61. Andrea Vernon and the Corporation for UltraHuman Protection, by Alexander Kane. This book was a very fun read (actually, I listened to it). The book focuses on Andrea who lands a job as administrative assistant to the head of operations for CUP – the Corporation for Ultrahuman Protection. CUP employs superheros who are contracted to protect various cities from crime and evil. Super fun, enjoyable and funny read (listen).

60. Heavy: An American Memoir, by Kiese Laymon. I loved this memoir but I was also disturbed by it. This book is a very personal story of the author’s life. He is black and grew up in Jackson, Mississippi, raised by a single mother. The book concerns sex, destructive relationships, gender issues, self-loathing, obsession and addiction. It also is about race. This book allowed me to see our country through the eyes of a person who grew up as a black in the South. His views of white people and white privilege are eye-opening. As are his views of black abundance (of which white people have no clue). The book is very intimate and is written in the form of a letter to his mother. Really amazing book. HIGHLY RECOMMENDED.
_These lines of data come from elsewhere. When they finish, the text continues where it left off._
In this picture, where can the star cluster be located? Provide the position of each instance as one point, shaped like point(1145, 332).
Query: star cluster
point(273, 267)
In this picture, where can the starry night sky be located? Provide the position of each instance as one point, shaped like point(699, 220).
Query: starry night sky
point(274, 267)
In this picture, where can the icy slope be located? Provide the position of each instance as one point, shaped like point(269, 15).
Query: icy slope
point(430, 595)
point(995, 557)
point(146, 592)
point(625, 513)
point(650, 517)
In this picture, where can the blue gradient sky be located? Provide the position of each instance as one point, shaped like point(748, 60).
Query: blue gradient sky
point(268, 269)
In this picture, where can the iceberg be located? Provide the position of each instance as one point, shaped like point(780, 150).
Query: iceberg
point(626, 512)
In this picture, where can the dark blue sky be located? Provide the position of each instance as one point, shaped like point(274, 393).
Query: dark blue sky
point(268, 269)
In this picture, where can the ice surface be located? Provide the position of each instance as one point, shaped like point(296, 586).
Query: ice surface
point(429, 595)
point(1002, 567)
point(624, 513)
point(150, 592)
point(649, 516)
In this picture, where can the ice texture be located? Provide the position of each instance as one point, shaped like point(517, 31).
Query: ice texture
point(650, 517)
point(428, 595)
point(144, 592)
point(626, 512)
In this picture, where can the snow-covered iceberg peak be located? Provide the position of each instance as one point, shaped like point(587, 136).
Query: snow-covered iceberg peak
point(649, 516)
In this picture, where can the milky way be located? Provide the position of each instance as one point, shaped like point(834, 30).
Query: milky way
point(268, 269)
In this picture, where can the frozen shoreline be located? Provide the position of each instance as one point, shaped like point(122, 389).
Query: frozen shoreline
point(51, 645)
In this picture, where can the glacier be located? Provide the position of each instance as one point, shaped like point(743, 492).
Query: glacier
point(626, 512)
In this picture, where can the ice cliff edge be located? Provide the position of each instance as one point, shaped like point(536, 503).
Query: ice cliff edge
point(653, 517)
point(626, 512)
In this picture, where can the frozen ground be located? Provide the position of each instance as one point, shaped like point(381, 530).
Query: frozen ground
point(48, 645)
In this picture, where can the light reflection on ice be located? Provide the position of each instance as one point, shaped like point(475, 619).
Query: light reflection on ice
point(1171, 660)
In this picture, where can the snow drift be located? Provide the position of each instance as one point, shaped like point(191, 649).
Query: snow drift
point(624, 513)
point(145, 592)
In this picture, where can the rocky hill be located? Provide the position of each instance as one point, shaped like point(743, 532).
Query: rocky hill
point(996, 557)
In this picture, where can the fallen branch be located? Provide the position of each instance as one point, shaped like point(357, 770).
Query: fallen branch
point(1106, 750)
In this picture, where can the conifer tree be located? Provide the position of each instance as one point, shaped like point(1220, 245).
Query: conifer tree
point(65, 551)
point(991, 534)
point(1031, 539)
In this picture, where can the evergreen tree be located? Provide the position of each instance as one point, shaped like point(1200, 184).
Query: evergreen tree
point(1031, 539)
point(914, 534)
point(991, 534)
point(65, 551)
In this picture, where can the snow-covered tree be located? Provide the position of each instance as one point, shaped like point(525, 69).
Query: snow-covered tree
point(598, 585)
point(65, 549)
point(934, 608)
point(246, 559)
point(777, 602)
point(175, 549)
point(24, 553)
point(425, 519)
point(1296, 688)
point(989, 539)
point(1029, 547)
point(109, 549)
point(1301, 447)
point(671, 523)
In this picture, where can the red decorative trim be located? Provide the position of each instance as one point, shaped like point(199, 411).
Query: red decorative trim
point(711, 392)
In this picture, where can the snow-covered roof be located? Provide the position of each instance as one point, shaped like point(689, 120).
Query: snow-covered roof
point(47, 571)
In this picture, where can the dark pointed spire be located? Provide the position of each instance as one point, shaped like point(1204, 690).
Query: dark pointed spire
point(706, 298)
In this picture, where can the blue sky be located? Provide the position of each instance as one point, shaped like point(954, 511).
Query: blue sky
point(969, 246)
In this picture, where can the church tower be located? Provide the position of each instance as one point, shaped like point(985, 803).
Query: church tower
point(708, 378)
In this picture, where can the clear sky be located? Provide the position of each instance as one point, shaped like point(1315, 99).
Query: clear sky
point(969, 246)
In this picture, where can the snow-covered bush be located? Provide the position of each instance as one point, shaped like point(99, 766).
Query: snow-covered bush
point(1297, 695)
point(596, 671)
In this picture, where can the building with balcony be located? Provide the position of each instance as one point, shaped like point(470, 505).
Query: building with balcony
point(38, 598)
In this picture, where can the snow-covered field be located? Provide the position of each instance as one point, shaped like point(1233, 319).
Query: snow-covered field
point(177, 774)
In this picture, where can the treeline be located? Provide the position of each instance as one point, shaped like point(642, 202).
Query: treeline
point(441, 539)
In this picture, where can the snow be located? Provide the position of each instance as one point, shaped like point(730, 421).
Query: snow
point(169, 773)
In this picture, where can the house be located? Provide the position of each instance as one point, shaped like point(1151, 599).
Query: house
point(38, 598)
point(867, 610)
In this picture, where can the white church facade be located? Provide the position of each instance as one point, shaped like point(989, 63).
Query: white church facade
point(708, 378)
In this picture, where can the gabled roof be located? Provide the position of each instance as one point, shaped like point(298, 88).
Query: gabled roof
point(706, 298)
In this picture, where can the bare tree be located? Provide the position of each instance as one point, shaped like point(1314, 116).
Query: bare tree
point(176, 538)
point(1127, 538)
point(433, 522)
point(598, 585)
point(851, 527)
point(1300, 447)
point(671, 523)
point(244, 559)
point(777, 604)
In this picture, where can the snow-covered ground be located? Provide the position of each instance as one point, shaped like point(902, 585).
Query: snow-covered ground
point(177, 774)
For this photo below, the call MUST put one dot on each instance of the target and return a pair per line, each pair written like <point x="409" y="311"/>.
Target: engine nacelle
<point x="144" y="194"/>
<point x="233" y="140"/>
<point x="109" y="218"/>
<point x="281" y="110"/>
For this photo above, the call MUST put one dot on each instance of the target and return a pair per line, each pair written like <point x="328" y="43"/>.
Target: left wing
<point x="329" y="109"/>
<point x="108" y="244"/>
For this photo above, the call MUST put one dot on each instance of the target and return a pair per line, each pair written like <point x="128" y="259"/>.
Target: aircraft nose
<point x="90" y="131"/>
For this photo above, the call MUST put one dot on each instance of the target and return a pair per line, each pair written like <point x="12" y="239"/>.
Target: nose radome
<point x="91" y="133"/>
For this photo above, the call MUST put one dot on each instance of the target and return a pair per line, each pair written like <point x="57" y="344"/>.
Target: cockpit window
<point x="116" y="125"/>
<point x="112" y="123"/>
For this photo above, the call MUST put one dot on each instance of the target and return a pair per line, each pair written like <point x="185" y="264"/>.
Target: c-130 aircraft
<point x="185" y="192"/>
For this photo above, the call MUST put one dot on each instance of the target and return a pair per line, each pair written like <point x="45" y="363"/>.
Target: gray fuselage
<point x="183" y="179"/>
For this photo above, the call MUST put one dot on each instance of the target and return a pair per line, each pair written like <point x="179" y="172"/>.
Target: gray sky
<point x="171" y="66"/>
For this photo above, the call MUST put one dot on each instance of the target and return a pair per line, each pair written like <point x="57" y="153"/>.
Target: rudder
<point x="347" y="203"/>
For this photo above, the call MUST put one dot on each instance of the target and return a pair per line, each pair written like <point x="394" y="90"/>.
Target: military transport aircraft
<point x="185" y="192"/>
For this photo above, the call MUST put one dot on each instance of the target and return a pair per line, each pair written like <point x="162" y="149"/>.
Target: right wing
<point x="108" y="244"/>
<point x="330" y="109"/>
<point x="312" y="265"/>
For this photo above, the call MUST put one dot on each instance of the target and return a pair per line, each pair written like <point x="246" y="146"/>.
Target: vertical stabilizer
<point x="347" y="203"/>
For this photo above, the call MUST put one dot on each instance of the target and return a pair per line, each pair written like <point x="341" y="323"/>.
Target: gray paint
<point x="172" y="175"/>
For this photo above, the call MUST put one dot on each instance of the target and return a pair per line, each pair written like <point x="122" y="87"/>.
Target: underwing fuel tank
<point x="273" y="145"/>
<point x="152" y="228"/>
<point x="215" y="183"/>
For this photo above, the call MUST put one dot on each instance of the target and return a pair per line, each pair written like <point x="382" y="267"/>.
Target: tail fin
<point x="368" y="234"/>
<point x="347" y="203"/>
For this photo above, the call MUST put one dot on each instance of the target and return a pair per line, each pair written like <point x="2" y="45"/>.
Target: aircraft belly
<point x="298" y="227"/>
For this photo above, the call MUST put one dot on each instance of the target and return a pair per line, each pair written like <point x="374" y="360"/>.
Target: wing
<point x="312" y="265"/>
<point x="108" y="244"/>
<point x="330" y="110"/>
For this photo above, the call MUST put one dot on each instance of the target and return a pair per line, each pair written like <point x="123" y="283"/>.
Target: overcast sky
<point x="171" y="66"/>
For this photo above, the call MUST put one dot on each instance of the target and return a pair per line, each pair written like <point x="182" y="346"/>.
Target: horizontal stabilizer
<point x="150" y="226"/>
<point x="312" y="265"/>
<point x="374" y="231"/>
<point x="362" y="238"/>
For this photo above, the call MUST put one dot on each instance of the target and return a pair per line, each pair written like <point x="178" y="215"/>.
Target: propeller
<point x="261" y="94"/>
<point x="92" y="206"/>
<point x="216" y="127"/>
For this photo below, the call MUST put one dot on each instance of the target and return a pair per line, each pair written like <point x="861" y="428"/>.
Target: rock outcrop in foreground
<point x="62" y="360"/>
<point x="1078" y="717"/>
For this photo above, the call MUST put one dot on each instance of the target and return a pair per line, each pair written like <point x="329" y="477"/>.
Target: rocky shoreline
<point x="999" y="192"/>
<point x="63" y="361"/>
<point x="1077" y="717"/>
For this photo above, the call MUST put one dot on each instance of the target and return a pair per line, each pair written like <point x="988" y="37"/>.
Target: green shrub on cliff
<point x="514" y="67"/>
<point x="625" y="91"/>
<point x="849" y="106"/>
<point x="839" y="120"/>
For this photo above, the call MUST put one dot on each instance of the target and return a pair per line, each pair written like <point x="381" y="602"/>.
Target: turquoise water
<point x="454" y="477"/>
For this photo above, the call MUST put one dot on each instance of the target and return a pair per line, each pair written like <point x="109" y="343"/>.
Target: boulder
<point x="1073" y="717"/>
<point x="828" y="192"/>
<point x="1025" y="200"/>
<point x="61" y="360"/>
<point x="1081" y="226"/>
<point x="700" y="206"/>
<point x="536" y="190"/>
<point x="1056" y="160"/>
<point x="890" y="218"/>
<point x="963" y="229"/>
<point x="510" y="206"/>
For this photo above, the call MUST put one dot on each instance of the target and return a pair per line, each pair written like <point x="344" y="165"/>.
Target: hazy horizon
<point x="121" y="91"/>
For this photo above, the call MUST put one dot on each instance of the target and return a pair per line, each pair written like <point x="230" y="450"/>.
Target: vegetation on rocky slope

59. Frontiers of Modern Asset Allocation, by Paul Kaplan. Dr. Kaplan is the quantitative research director at Morningstar. This book is basically a collection of articles written previously by Dr. Kaplan, sometimes in conjunction with others, on various topics relating to asset allocation. Some of the articles are more basic and some are quite advanced. Interestingly, some of the chapters were moderated interviews with giants in investment theory such as Harry Markowitz, Roger Ibbotsen and Benoit Mandelbrot. The book also contained some debates among experts about various aspects of asset allocation.

58. Billion Dollar Whale: The Man Who Fooled Wall Street, Hollywood, and the World, by Tom Wright and Bradley Hope. This book is about Jho Low, a Malaysian “businessman” who engineered the establishment of a multi-billion dollar Malaysian sovereign wealth fund (1MDB) and then basically stole the money and spent much of it partying. Very interesting story and totally crazy that he was able to dupe so many people, including banks, law firms, accounting firms and Goldman Sachs. Really hits home how greedy most companies are that they’d overlook obvious signs of fraud.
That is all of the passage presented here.